A vault carved into the Arctic permafrost and filled with samples of the world's most important seeds was inaugurated today, providing a 'Noah's Ark' of food crops in the event of a global catastrophe.
Aimed at safeguarding biodiversity in the face of climate change, wars and other natural and man-made disasters, the new seed bank has the capacity to hold up to 4.5m batches, or twice the number of crop varieties believed to exist in the world today.
In sub-freezing temperatures, Kenyan environmentalist and Nobel Peace Prize winner Wangari Maathai and Norwegian Prime Minister Jens Stoltenberg inaugurated the vault by symbolically depositing a box containing grains of rice in one of its three spacious cold chambers.
Norway has assumed the entire €6m charge for building the so-called 'doomsday vault' in its Arctic archipelago of Svalbard, around 1,000km from the North Pole.
Overlooking a fjord, the vault forms a long trident-shaped tunnel bored deep into the sandstone and limestone.
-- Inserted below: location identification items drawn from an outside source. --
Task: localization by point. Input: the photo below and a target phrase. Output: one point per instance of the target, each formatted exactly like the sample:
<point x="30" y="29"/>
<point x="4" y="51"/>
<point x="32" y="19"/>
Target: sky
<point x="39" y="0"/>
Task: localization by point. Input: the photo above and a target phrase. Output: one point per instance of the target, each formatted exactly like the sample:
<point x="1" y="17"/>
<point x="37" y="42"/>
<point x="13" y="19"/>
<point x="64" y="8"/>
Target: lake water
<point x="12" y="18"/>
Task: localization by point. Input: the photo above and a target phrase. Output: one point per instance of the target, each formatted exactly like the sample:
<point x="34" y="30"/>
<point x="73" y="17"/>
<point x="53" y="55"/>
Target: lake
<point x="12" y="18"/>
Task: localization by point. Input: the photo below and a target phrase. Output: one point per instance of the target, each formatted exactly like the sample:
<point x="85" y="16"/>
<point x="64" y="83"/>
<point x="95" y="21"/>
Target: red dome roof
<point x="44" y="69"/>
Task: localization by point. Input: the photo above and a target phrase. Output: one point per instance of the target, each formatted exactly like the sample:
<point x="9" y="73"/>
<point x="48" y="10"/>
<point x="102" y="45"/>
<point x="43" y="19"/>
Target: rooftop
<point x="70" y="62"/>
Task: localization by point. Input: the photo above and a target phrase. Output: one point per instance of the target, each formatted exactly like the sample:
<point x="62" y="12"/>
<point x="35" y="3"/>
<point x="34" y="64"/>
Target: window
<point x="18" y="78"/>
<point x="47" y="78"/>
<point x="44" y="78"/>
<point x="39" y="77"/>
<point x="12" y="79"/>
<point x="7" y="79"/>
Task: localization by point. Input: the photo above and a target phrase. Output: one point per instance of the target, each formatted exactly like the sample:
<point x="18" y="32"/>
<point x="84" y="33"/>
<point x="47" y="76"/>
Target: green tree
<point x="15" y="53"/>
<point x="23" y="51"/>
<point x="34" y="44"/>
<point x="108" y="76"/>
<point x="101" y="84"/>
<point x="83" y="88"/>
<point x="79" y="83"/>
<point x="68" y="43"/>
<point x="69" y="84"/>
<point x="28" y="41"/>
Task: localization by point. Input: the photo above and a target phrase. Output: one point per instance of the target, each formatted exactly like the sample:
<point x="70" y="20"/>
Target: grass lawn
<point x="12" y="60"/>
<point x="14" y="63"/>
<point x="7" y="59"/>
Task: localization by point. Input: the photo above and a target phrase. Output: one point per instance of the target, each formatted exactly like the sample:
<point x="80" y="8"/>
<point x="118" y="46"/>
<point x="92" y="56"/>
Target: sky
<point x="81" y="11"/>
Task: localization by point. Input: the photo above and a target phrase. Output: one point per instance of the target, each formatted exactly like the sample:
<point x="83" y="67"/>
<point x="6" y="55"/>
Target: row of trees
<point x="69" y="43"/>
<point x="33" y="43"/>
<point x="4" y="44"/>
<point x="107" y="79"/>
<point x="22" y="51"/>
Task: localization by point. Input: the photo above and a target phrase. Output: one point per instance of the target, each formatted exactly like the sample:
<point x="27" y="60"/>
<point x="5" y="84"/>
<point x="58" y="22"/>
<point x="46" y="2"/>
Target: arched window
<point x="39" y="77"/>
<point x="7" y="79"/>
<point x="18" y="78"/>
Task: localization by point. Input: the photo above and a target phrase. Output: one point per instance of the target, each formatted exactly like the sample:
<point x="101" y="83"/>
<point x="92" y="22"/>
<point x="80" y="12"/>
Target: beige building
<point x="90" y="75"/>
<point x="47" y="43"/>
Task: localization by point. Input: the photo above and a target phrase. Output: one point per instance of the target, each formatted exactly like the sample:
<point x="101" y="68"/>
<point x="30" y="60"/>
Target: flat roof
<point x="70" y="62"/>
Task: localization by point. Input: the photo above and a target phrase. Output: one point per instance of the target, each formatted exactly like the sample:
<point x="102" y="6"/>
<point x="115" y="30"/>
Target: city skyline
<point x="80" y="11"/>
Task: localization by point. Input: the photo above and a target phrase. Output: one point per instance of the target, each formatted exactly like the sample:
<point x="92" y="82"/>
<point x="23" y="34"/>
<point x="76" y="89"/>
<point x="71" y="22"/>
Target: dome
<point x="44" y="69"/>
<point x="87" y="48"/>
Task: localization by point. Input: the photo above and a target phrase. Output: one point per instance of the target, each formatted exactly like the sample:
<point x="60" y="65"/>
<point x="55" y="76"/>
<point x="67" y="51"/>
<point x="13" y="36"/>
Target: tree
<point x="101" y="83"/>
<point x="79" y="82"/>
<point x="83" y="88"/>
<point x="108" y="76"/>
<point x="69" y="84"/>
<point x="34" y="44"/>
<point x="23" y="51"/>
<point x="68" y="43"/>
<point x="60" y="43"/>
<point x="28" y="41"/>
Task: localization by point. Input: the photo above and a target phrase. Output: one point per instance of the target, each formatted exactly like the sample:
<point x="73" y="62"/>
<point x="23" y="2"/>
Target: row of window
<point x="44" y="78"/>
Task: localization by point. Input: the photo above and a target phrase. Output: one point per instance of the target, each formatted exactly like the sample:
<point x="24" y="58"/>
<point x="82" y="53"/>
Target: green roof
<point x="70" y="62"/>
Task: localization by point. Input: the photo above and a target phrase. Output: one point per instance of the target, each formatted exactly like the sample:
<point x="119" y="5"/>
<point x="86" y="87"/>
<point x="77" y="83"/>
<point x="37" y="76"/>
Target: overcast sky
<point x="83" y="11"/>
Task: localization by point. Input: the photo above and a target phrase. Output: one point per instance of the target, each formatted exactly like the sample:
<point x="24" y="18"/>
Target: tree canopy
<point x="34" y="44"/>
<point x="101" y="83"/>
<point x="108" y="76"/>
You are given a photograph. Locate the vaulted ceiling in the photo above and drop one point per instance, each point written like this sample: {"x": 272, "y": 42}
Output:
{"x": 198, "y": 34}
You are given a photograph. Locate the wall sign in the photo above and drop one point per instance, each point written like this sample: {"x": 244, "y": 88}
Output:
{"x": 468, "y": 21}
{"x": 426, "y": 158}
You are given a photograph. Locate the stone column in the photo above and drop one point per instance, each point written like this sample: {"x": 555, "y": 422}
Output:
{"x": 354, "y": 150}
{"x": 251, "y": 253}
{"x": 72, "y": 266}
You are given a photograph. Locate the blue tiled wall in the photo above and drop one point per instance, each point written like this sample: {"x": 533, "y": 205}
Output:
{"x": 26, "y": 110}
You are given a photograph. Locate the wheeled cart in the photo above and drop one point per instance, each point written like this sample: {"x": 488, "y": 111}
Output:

Metal shelves lining each of the three cold chambers will be stacked with airtight bags filled with seed samples, though just one of the chambers will be needed in the initial period.
Some 268,000 samples, which are duplicates of seed samples from 21 seed banks around the world, are already stored in the new vault at a constant temperature of -18C.
Even if the freezer system fails, the permafrost will ensure that temperatures never rise above -3.5C.
Contributions from the more than 1,300 other seed banks worldwide are expected at a later date.
Protected by high walls of fortified concrete, an armoured door, a sensor alarm and the native polar bears that roam the region, the Svalbard Global Seed Vault has been built 130m above current sea level.
That puts it high enough to escape flooding if the Greenland and Antarctic ice sheets were to melt entirely, due to global warming.
The concrete cocoon has also been built to withstand nuclear missile attacks.